Hopefully this is approximately the same!

logabsdetjac(StereographicProj(), x)
4.164051191195414

You can also rerun the code blocks above with sgn = -1 to verify that our logabsdetjac implementation does indeed behave correctly for both positive and negative values of $x_3$.

When writing unit tests for a new bijector, it is a good idea to include comparisons like this to verify that the Jacobian is computed correctly. The strategy used above to get square Jacobians is quite generally applicable, and is used for testing the bijectors for (e.g.) simplices and Cholesky factors.

Returning to the Bijectors interface, because we have defined the forward transform as well as logabsdetjac, we can just use these to implement with_logabsdet_jacobian:

function Bijectors.with_logabsdet_jacobian(s::StereographicProj, x)
    return s(x), logabsdetjac(s, x)
end

Or if we wanted to be more efficient, we might notice that one(T) - x[3] is computed both in s(x) as well as in logabsdetjac. So we could also write:

function Bijectors.with_logabsdet_jacobian(
    s::StereographicProj, x::AbstractVector{T}
) where {T<:Real}
    denom = one(T) - x[3]  # Shared computation
    y = similar(x, 2)
    y[1] = x[1] / denom
    y[2] = x[2] / denom
    logjac = -log(abs(x[3])) - (2 * log(denom))
    return y, logjac
end

Of course, this alone is unlikely to save any meaningful amount of time, but other bijectors may have more expensive computations that may be shared between both transform and log-Jacobian calculations.

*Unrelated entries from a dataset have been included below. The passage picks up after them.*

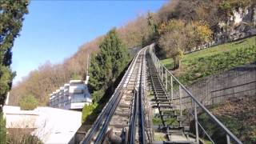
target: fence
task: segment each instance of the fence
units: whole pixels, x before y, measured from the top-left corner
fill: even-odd
[[[195,128],[195,138],[196,142],[199,143],[200,134],[203,133],[206,138],[212,143],[215,143],[214,139],[204,129],[204,126],[198,119],[198,111],[205,113],[208,117],[210,118],[212,122],[216,125],[214,128],[220,128],[225,134],[226,138],[226,143],[230,144],[230,140],[235,143],[242,143],[242,142],[234,135],[215,116],[214,116],[198,100],[194,97],[163,65],[160,63],[159,59],[156,57],[153,50],[154,44],[150,46],[150,55],[152,58],[154,65],[155,66],[159,77],[161,78],[162,82],[166,86],[166,91],[170,93],[170,97],[173,101],[175,101],[178,104],[178,110],[180,116],[187,115],[187,117],[193,118],[194,120]],[[174,86],[178,86],[178,98],[174,98]],[[186,95],[183,95],[183,92]],[[184,98],[187,97],[188,98]],[[185,102],[185,100],[187,102]]]

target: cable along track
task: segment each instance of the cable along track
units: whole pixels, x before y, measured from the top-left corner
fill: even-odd
[[[145,143],[145,79],[142,74],[145,71],[146,50],[143,48],[135,55],[114,94],[80,143]]]

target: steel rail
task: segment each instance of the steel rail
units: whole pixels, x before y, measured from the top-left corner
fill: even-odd
[[[154,58],[157,61],[159,61],[159,59],[156,57],[155,54],[152,54],[153,53],[153,50],[152,50],[152,46],[154,44],[151,44],[150,46],[150,56],[151,58],[153,59],[154,56]],[[154,54],[154,55],[153,55]],[[198,101],[198,99],[183,86],[183,84],[182,84],[178,79],[174,77],[169,70],[168,69],[166,69],[166,67],[165,66],[163,66],[162,63],[160,63],[160,66],[162,66],[164,69],[166,69],[166,72],[170,74],[173,78],[178,83],[178,85],[186,92],[187,94],[189,94],[189,96],[190,96],[190,98],[194,100],[194,102],[200,107],[202,109],[203,111],[205,111],[209,116],[210,118],[218,126],[220,126],[222,130],[225,131],[226,134],[229,135],[235,142],[238,143],[238,144],[242,144],[242,142],[234,135],[233,134],[214,114],[212,114],[210,110],[208,110],[200,102]]]
[[[140,117],[140,126],[141,126],[141,138],[139,139],[140,143],[146,143],[146,135],[145,135],[145,115],[144,115],[144,105],[143,105],[143,102],[144,102],[144,97],[145,97],[145,92],[144,92],[144,82],[145,82],[145,79],[144,79],[144,72],[145,72],[145,54],[146,54],[146,50],[143,51],[143,55],[142,55],[142,70],[141,70],[141,78],[140,78],[140,90],[139,90],[139,108],[140,108],[140,114],[139,114],[139,117]]]
[[[98,117],[98,118],[96,119],[96,121],[93,124],[92,128],[90,129],[89,132],[87,133],[87,134],[86,135],[84,139],[80,143],[82,143],[82,144],[90,143],[92,138],[95,135],[95,134],[98,132],[98,129],[100,128],[101,124],[102,123],[105,117],[108,117],[108,114],[111,112],[110,110],[112,109],[112,106],[114,106],[114,103],[116,103],[118,98],[119,96],[120,91],[122,90],[122,86],[124,85],[124,83],[126,82],[125,80],[128,77],[128,74],[129,74],[131,68],[134,66],[134,63],[138,59],[139,53],[140,53],[140,51],[133,58],[133,60],[132,60],[130,65],[129,66],[124,77],[122,78],[121,82],[118,86],[114,94],[111,96],[111,98],[109,101],[109,103],[107,103],[106,106],[104,106],[102,112],[100,114],[100,115]],[[101,134],[102,135],[103,134],[101,133]]]

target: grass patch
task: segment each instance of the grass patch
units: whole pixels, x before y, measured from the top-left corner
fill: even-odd
[[[256,61],[256,36],[229,42],[184,55],[182,66],[173,71],[183,84],[189,85],[202,78]],[[168,69],[171,58],[161,62]]]
[[[254,102],[255,98],[227,102],[217,107],[210,108],[210,111],[242,142],[256,143],[256,106]],[[219,126],[214,124],[207,114],[199,114],[198,121],[214,142],[226,143],[225,133]],[[192,131],[194,131],[194,127],[192,127]],[[200,133],[200,138],[206,139],[206,136],[203,133]]]

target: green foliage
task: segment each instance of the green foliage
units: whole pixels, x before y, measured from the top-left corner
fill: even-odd
[[[27,5],[26,0],[0,1],[0,105],[4,104],[15,75],[10,67],[11,48],[22,26],[23,15],[28,13]]]
[[[21,109],[24,110],[34,110],[38,104],[38,100],[33,95],[24,96],[19,100]]]
[[[6,142],[6,120],[3,118],[2,112],[0,112],[0,144]]]
[[[93,55],[90,61],[89,86],[94,93],[113,86],[129,61],[127,48],[118,37],[115,29],[107,33],[99,48],[99,53]],[[96,102],[100,100],[99,96],[103,95],[101,90],[94,94]]]
[[[211,30],[203,22],[186,24],[181,20],[162,23],[158,30],[159,46],[174,60],[174,69],[178,69],[183,53],[211,40]]]
[[[101,98],[104,95],[104,90],[99,90],[94,91],[94,93],[91,94],[92,98],[94,98],[94,102],[99,102]]]
[[[182,73],[175,75],[184,84],[189,85],[206,76],[230,70],[240,65],[256,61],[255,38],[219,45],[185,54]],[[169,68],[174,66],[171,59],[162,62]]]

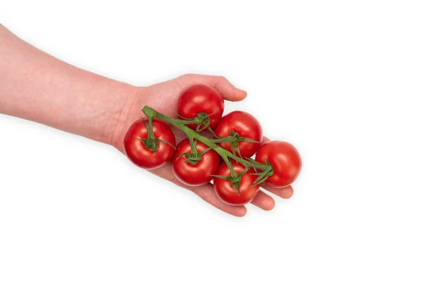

The inverse bijector can be implemented in a very similar way (Wikipedia has the formulae as well), but is left as an exercise for the very willing reader!

Finally, suppose we had a distribution UnitSphere, where rand(UnitSphere()) returned a random point on the unit sphere. Something similar to this technically exists in Manifolds.jl, but we can also define a hacky version ourselves:

using Distributions

struct UnitSphere <: Distributions.ContinuousMultivariateDistribution end
Base.size(::UnitSphere) = (3,)
Base.rand(::UnitSphere) = normalize(rand(3))

Then, we could define

Bijectors.bijector(::UnitSphere) = StereographicProj()

# Not strictly needed for this example, but other usage may require it
Bijectors.output_size(::StereographicProj, ::UnitSphere) = (2,)

and that would allow us to construct, for example, transformed distributions:

td = transformed(UnitSphere())
rand(td)  # returns a random point in ℝ²
2-element Vector{Float64}:
 0.45076866771869106
 1.2211328696675365

We didn't define logpdf for UnitSphere, but if we had, then we would also be able to make use of logpdf(td, y) and Bijectors.logpdf_with_trans.